The biographer of “Finding Freedom,” the flattering biography of Prince Harry and Meghan Markle, has again come to the couple’s defense by questioning what he sees as a double-standard in the media’s reporting about Prince William and Kate Middleton, who also have used millions in taxpayer funds to fix up their palatial homes.
In a new column, Yahoo’s royal executive editor Omid Scobie, a known advocate for Harry and Meghan, described how the couple have faced scrutiny for their renovation and real estate choices, while the media tends to portray William and Kate’s choices as a necessary investment in royal business and as the couple looking out for their young children’s safety, privacy and best interests.
In light of news that the Duke and Duchess of Cambridge may be picking up a third home — a cottage near Windsor Castle for their main residence — Scobie has raised questions about the $5.4 million in British taxpayer money that was spent to modernize their four-story apartment in Kensington Palace, where they have lived for nine years.
Scobie suggested that little fuss was made in the media when it was revealed in 2014 that the renovations, including the couple’s personal touches, cost such an “eye-watering” amount, or that the the Cambridges added $1.2 million to the costs in 2019 when they had a new driveway installed. The costs were justified as a necessary investment for a future king and his wife, who planned to use the apartment as permanent base to work and raise a family. Now it’s been learned that the apartment won’t be the Cambridges’ “forever” home,” and they’ll be heading to Windsor, the royal version of the suburbs, Scobie said.

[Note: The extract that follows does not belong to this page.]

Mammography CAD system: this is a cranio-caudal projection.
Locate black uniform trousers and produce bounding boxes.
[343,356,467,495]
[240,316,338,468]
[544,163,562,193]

“It’s a decision that has raised a few eyebrows, particularly at a time when the country is dealing with a major cost of living crisis,” Scobie wrote. “Picking up a third home, especially when one of them cost the public so much to renovate, is hardly the norm for regular folk.”
When it comes to news about extravagant royal spending on homes, the media tends to focus on Harry and Meghan, Scobie suggested. Indeed, much continues to be made about how the Duke and Duchess of Cambridge paid $14 million for their nine-bedroom, 16-bath mansion in Montecito after they stepped away from royal life and moved to California in 2020.
The U.K. media also excoriated the Sussexes for the $2.8 million in taxpayer money that was spent to upgrade their 10-bedroom U.K. home, Frogmore Cottage at Windsor Castle, in 2019. The cries of protest grew louder after they ended up living in Frogmore Cottage only a few months before leaving the U.K. in late 2019. In response to the criticism, Harry and Meghan repaid the Frogmore Cottage costs after moving to the United States.
Meanwhile, William and Kate have long been celebrated for leading a relatively simple life when it comes to royals, Scobie said. For example, it was seen as “refreshing” when the newlyweds spent about $900 a month on a farmhouse in Wales, Scobie said.
The narrative about Adelaide Cottage, their new home in Windsor, is that it’s unpretentious and will only have four bedrooms and therefore won’t have room for live-in staff, including a nanny. The couple’s three children, George, Louis and Charlotte, also will have lots of room — 655 acres — to run around on. During school holidays, the children will continue to have lots of outside places to play at Anmer, the Cambridges’ country estate in Norfolk, which was a wedding gift from the Queen.
Scobie said it might soothe people’s concerns about money spent on Apartment 1A if the couple continue to use it for their London offices. They probably will stay there if they need to be in the city for official business. They also may return to Kensington Palace after their children are grown up, he added.
“Apartment 1A will always be their official residence,” a royal source told Scobie.